A finding of guilty to Charge I and its Specification as a violation of Article 134, UCMJ, accords with appellant’s statements during the providence inquiry. Appellant believed he was, and we would find him, guilty of requesting the recruit to submit to these acts. The maximum punishment authorized is the same for soliciting this indecent act in violation of Article 134, UCMJ, as it is for attempting to commit an indecent assault under Article 80, UCMJ. Because appellant admitted to the conduct which would constitute this lesser included and closely-related offense, there is no reason to believe that such findings of guilt would violate any standards of due process, or that he would be unprotected from prosecution for any other charge arising out of this particular incident. See United States v. Epps, 25 M.J. 319 (C.M.A. 1987); United States v. Felty, 12 M.J. 438 (C.M.A. 1982). In short, there is no material prejudice to the substantial rights of the accused in our finding him guilty of a violation of Article 134, solicitation of an indecent act. While appellant’s answers during providency do not directly establish a factual basis for appellant’s belief and admission that his conduct was prejudicial to good order and discipline or was of a nature to bring discredit upon the armed services, an essential element of solicitation under Article 134, UCMJ, appellant’s recitation of the circumstances surrounding his solicitation of the recruit are sufficient for this Court to conclude, as a matter of law, that his conduct was service discrediting. See United States v. Epps, 25 M.J. 319 (C.M.A.1987); United States v. Hatley, 14 M.J. 890 (NMCMR 1982); United States v. Bazan, 7 M.J. 694 (NCMR 1979).

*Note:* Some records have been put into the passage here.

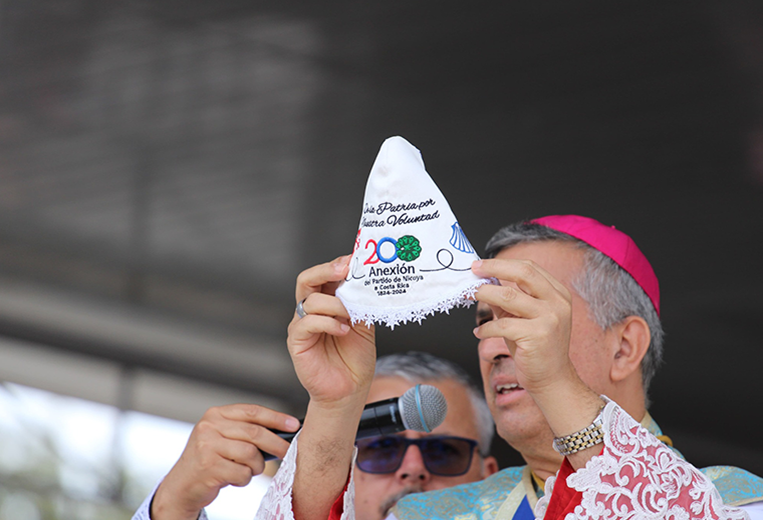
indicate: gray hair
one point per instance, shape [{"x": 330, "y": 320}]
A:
[
  {"x": 610, "y": 292},
  {"x": 422, "y": 366}
]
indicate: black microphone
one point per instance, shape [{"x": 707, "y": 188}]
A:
[{"x": 422, "y": 408}]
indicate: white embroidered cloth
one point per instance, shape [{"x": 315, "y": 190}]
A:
[
  {"x": 636, "y": 477},
  {"x": 276, "y": 504},
  {"x": 411, "y": 257}
]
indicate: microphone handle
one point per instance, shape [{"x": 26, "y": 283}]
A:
[{"x": 287, "y": 436}]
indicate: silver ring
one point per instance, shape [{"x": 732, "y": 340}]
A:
[{"x": 301, "y": 312}]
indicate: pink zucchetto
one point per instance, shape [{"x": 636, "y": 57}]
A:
[{"x": 612, "y": 242}]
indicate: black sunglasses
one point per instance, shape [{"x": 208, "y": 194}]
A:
[{"x": 443, "y": 455}]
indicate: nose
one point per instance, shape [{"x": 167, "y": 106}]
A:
[
  {"x": 412, "y": 470},
  {"x": 493, "y": 349}
]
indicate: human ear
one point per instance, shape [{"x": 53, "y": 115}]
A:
[
  {"x": 633, "y": 338},
  {"x": 489, "y": 466}
]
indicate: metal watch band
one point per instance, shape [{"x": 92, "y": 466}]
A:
[{"x": 591, "y": 435}]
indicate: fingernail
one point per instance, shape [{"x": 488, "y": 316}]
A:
[{"x": 341, "y": 263}]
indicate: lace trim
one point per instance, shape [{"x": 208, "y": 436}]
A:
[
  {"x": 277, "y": 505},
  {"x": 639, "y": 477},
  {"x": 417, "y": 312}
]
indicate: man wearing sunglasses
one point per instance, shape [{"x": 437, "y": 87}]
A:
[
  {"x": 456, "y": 452},
  {"x": 388, "y": 467},
  {"x": 574, "y": 319}
]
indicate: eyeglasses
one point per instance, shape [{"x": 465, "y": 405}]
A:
[{"x": 443, "y": 455}]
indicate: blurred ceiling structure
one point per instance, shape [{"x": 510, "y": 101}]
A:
[{"x": 168, "y": 168}]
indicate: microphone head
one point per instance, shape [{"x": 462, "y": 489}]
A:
[{"x": 422, "y": 408}]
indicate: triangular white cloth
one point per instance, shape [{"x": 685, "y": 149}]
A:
[{"x": 411, "y": 257}]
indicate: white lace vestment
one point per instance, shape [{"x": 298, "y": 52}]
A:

Accordingly, even if there were no attempt in violation of Article 80, UCMJ, as set forth in Charge I and its Specification, we would find appellant guilty of the lesser included offense of solicitation of an indecent act in violation of Article 134, UCMJ, by exceptions and substitutions so that the Specification under Charge I would read:

Charge I: Violation of the UCMJ, Article 134. Specification 1: In that Staff Sergeant David L. BRANTNER, U.S. Marine Corps, Casual Company, Headquarters and Service Battalion, Marine Corps Recruit Depot, San Diego, California, did, while on active duty, as a Recruiter at the Marine Corps Recruiting Substation, Roseburg, Oregon, during October or November 1986, wrongfully solicit Private T. A. THOMPSON, U.S. Marine Corps, to commit an indecent act, by requesting Private THOMPSON to submit to a hernia examination, specifically intending to fondle Private THOMPSON’S testicles and penis to gratify BRANTNER’S sexual desires.

The findings, as modified, would then be affirmed. Upon reassessment of the sentence, we would find that the sentence as adjudged and approved on review below is entirely appropriate for the appellant for these offenses, despite the appellant’s admirable record of prior service. United States v. Sales, 22 M.J. 305 (C.M.A. 1986).